Conversa: Comparte tus experiencias con familiares y amigos. Considera unirte a un grupo de apoyo para alcanzar tus metas, como una clase de ejercicios en un gimnasio o un grupo de colegas que estén en proceso de dejar de fumar. Tener con quien compartir las luchas y éxitos hará que tu camino a una vida saludable sea mucho más fácil y menos estresante.

No te frustres: La perfección no es alcanzable. Recuerda que es normal cometer pequeños errores en el proceso de lograr tus metas (esas son las novatadas). No te des por vencido porque comiste un pedazo de flan y rompiste la dieta, o porque no fuiste al gimnasio durante una semana en la que estuviste extremadamente ocupada. Todo el mundo tiene sus momentos altos y bajos. Afirma que te recuperarás de esos pequeños inconvenientes y sigue adelante. ¡No dejes de creer en ti!

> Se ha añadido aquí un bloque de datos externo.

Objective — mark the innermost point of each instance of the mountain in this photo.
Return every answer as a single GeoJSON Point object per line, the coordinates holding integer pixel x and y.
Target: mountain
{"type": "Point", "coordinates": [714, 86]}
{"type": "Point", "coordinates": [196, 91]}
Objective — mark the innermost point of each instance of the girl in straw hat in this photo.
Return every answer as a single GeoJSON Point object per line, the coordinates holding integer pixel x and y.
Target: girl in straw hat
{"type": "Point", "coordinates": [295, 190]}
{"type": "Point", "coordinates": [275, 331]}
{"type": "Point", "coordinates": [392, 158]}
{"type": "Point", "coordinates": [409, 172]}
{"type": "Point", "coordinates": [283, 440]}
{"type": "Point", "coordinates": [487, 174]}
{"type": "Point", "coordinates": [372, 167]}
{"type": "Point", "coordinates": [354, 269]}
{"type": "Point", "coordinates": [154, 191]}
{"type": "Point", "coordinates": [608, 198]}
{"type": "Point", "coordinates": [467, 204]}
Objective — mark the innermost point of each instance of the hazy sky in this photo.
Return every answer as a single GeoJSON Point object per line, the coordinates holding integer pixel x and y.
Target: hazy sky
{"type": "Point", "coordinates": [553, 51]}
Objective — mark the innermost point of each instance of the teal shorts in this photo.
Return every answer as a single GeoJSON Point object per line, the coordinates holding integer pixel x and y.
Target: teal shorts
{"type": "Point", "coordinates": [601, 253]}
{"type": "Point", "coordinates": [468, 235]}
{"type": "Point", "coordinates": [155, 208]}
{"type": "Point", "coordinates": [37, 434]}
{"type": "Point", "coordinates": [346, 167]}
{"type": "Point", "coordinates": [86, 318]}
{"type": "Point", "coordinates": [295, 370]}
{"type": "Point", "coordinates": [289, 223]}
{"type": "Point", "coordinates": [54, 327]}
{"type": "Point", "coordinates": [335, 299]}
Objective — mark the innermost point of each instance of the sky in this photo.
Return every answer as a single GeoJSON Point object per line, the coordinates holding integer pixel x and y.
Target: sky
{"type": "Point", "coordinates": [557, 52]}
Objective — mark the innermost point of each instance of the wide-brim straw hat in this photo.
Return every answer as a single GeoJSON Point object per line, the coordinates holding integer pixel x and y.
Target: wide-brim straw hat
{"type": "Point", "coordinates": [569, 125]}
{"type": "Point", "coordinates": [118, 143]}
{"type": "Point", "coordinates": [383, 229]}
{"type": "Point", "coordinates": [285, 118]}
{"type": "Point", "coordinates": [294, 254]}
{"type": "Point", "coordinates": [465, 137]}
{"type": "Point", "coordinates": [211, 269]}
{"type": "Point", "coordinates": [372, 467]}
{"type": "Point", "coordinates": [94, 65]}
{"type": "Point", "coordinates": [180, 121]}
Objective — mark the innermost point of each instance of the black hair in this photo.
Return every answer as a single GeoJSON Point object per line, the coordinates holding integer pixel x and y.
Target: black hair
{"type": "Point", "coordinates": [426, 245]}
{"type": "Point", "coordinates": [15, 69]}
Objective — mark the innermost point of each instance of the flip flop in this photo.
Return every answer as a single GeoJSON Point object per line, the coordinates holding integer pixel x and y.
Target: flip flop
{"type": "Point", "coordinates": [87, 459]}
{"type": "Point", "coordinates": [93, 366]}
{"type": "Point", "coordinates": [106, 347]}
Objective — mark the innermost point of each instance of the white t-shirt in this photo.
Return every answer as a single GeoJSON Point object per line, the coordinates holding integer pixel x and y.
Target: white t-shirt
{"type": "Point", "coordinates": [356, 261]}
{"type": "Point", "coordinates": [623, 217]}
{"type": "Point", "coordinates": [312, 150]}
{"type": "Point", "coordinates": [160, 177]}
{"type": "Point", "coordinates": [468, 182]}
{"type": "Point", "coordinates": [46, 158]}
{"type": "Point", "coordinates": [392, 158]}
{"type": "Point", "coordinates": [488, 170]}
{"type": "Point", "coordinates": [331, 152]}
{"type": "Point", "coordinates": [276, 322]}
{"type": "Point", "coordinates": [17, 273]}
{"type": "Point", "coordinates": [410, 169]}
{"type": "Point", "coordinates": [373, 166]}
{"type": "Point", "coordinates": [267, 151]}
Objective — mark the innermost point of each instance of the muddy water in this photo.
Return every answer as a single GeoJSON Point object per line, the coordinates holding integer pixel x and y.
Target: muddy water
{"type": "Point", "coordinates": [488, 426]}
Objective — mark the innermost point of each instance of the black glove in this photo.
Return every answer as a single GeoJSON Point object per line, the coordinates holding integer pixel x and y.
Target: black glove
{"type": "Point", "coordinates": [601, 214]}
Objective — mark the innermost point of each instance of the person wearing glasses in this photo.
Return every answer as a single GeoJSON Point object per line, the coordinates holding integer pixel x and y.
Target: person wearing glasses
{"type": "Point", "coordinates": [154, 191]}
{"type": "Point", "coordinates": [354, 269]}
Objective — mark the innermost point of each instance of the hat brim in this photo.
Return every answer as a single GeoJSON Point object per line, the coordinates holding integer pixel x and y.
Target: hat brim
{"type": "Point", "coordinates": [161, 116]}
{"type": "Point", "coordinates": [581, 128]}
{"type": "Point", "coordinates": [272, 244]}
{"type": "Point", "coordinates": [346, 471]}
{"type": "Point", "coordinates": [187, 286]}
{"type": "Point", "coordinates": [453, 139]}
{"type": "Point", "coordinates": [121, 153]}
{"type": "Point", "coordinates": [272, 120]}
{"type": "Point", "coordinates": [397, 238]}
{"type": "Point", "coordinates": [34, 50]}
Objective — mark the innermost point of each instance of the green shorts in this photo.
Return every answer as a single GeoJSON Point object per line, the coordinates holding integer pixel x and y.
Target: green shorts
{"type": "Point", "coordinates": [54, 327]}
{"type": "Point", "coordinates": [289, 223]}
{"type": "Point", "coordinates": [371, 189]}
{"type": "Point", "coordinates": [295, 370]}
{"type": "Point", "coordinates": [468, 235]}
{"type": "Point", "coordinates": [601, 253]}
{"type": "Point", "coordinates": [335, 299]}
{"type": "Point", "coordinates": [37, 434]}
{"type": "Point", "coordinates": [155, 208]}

Pide apoyo: Aceptar ayuda de las personas que más te quieren y que te escucharán, te dará fuerza y ánimo para manejar el estrés causado por tus resoluciones. Si te sientes angustiada o incapaz de alcanzar las metas por ti misma, considera buscar ayuda profesional. Los psicólogos son adiestrados para entender la conexión entre la mente y el cuerpo y pueden brindarte estrategias para ajustar tus metas para que sean más alcanzables. También pueden ayudarte a cambiar tu comportamiento por uno más adecuado y hablar sobre asuntos emocionales.